There were 2,835 housing units, of which 6.3% were vacant. The homeowner vacancy rate was 2.3% and the rental vacancy rate was 15.9%.

===2000 census===
As of the census of 2000, there were 5,984 people, 2,133 households, and 1,723 families residing in the CDP. The population density was 644.1 PD/sqmi. There were 2,308 housing units at an average density of 248.4 /sqmi. The racial makeup of the CDP was 88.87% White, 7.22% African American, 0.74% Native American, 0.80% Asian, 0.08% Pacific Islander, 0.75% from other races, and 1.54% from two or more races. Hispanic or Latino of any race were 3.09% of the population.

There were 2,133 households, out of which 42.8% had children under the age of 18 living with them, 67.3% were married couples living together, 9.9% had a female householder with no husband present, and 19.2% were non-families. 15.2% of all households were made up of individuals, and 3.9% had someone living alone who was 65 years of age or older. The average household size was 2.80 and the average family size was 3.11.

In the CDP, the population was spread out, with 28.9% under the age of 18, 7.4% from 18 to 24, 33.1% from 25 to 44, 24.0% from 45 to 64, and 6.6% who were 65 years of age or older. The median age was 35 years. For every 100 females, there were 99.1 males. For every 100 females age 18 and over, there were 96.4 males.
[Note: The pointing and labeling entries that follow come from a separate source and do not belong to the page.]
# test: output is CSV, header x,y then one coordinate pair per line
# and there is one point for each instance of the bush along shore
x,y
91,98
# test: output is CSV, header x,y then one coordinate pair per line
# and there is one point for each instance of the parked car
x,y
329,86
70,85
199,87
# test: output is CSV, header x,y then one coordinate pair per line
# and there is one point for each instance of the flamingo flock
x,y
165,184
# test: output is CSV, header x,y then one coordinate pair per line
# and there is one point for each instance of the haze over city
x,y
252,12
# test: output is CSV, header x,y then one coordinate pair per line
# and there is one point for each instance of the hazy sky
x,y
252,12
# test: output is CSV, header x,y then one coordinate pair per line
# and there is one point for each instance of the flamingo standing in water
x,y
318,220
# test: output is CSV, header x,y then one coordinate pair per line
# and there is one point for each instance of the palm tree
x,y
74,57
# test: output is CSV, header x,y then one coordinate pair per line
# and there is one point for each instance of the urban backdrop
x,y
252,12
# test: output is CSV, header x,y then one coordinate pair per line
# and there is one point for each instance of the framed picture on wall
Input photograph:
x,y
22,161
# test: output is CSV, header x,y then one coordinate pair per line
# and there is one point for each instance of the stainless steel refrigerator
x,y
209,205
The median income for a household in the CDP was $54,848, and the median income for a family was $60,432. Males had a median income of $37,312 versus $27,649 for females. The per capita income for the CDP was $21,908. About 2.6% of families and 5.0% of the population were below the poverty line, including 4.2% of those under age 18 and 4.2% of those age 65 or over.
==Education==
The community is in the Bossier Parish School District.
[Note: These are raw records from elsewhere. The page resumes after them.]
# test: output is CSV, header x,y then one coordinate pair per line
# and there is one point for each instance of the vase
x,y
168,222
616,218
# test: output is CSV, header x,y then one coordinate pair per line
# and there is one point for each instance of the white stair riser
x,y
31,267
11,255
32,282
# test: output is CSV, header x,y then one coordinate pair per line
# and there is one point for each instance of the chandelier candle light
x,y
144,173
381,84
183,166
Residents in a portion of Red Chute are within the boundaries of: the collective boundary of T. L. Rodes Elementary School (in the CDP, PreKindergarten-Grade 1), Platt Elementary School (in the CDP, grades 2-3), and Princeton Elementary School (grades 4-5); Haughton Middle School; and Haughton High School.

In a western portion of the CDP, the residents are in the boundaries of: Stockwell Place Elementary School, Cope Middle School, and Airline High School.

Bossier Parish is in the areas of Bossier Parish Community College and Northwest Louisiana Technical Community College.